Power was also cut yesterday to 1700 customers after trees fell on powerlines in Lower Hutt and Wellington.
By last night, 103 were still without power in the suburbs of Miramar, Makara and Grenada.
Flights resume in and out of Wellington
High winds also affected flights in and out of the capital yesterday, with most cancelled or delayed.
Winds gusted to 106km/h at the airport.
A spokesman from Wellington airport said most scheduled flights were running this morning.
A few domestic services had been cancelled, but these were operated by smaller planes.
Some international flights had been delayed, but both Jetstar and Air New Zealand services were operating.
The airport would continue to monitor conditions through the morning, he said.
Ferry services resume: “It’s going to be a rocky ride”
In the capital yesterday, winds reached 146km/h and a storm warning was in force for Cook Strait, with swells reaching up to 5m, according to the MetService website.
Interislander and Bluebridge ferry passenger sailings were cancelled because of the high swells in the strait.
Ferry services in the Cook Strait are expected to resume this morning.
A spokeswoman from the Interislander in Wellington said the 8.15am service had been delayed, but was expected to leave at 9.15am.
The 10.30am ferry from Picton was expected to leave on time.
Passengers who were supposed to leave on yesterday’s cancelled ferries had been transferred to today’s services, she said.
“The ships are full.”
Swells were expected to reach between 4.5m and 5m.
“It’s going to be a rocky ride,” the spokeswoman said.
The wild weather also caused a ship to break free from its moorings at Wellington’s Aotea Quay.
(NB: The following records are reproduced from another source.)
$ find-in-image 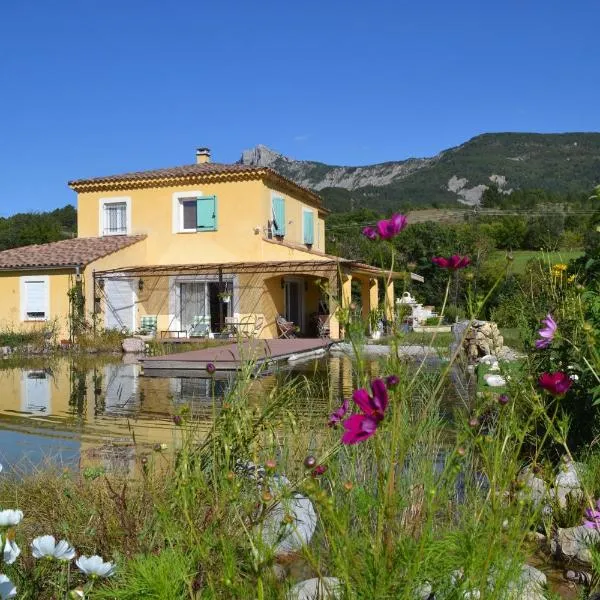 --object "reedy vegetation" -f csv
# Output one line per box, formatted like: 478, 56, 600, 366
0, 209, 600, 600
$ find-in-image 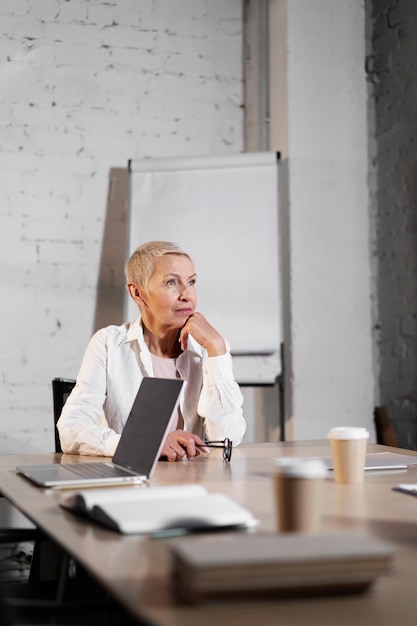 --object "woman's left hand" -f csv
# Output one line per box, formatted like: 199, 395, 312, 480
160, 430, 210, 461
The Panama-registered car-carrier Trans Future 7 drifted into the harbour when the bad weather hit, CentrePort port operations general manager Steve Harris said.
The vessel had been loaded with vehicles before it broke away from its mooring, but they were in no danger of falling overboard.
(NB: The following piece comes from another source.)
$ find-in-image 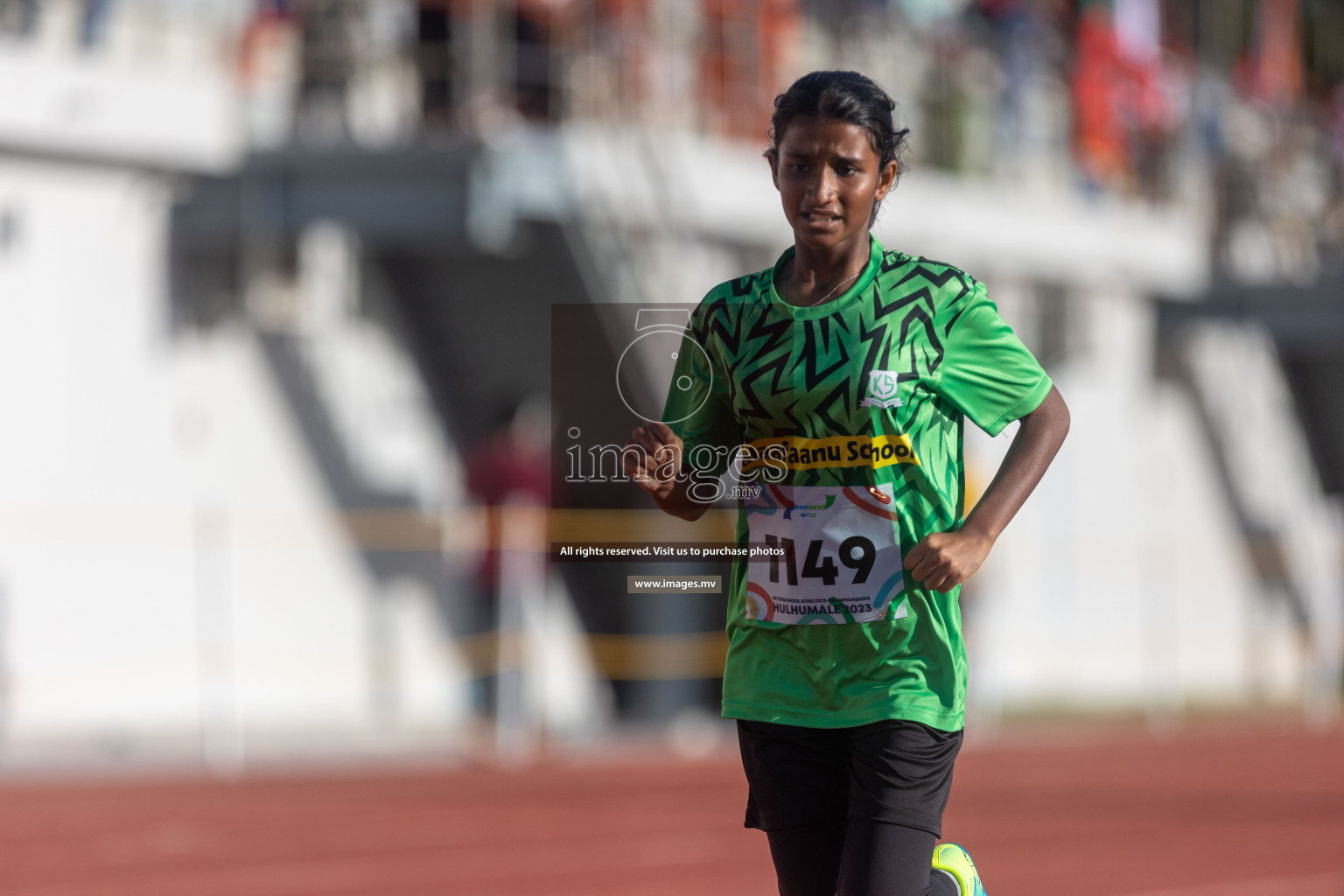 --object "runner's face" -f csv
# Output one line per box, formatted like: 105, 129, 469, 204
770, 116, 897, 251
Tugboats would hold the vessel in a “safe place” in the harbour until the weather cleared enough for it to sail to Lyttelton or back to its berth, Mr Harris said.
Extra care required on roads
Motorists across the country are being advised to take extra care this morning, with stormy weather causing havoc on roads in the North and South Islands.
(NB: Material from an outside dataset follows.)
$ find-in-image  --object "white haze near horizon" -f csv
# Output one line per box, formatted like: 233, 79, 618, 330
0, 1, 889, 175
Four roads remain closed due to hazardous conditions.
In the North Island, snow has shut the Desert Rd, with drivers being diverted through the National Park.
Further south, snow has also closed State Highway 94 between Te Anau and Milford.
State Highway 63 from St Arnaud to Renwick Road remains shut after high winds knocked trees onto the road overnight.
And a washout on State Highway 1 near Waipahi has also closed the road between Clinton and Gore.
The Transport Agency has urged motorists to drive to the conditions.
Many drivers would also need to carry chains due to icy roads, a spokesman said.
Even Auckland will feel the cold
Auckland will today endure one of its coldest days this year, with strong winds making a 6C high feel even icier.
The MetService says that with the wind chill factored in, it will feel more like 4C.
Today’s temperature low will equal that of July 1, the second coldest day of the year after June 24, when the mercury fell to 3C.
Squally thunderstorms, hail and 100km/h winds are predicted for exposed areas of Auckland, the MetService said.
Don’t worry – the bad weather won’t last
MetService said conditions around the country would improve during the week.
“All of these showers, be they rain, snow or hail are going to slowly ease back through the day,” meteorologist Dan Corbett said.
“The strongest winds have peaked but we’re still looking for some strong gales across central parts of New Zealand.
“The whole low that’s been bringing the southerly air stream is starting to move east through the day … and the winds will slowly die down,” he said.
And Aucklanders struggling with high winds and showers will be needing sunglasses by Friday, Mr Corbett said.
“Today we’ll struggle to get to 10C, but by Friday we’ll have sunshine and 16C.”
The big chill
*Auckland: Fine spells and a few showers. Fresh cold southerlies. High 6C.
*Cold and wet weather to blanket much of the North Island.
*Snow down to low levels on the Central Plateau and the South Island.
*Auckland: Fine with cloudy periods. High 13C and 6C overnight.
*Frosts in the central North Island. Showers for Wellington.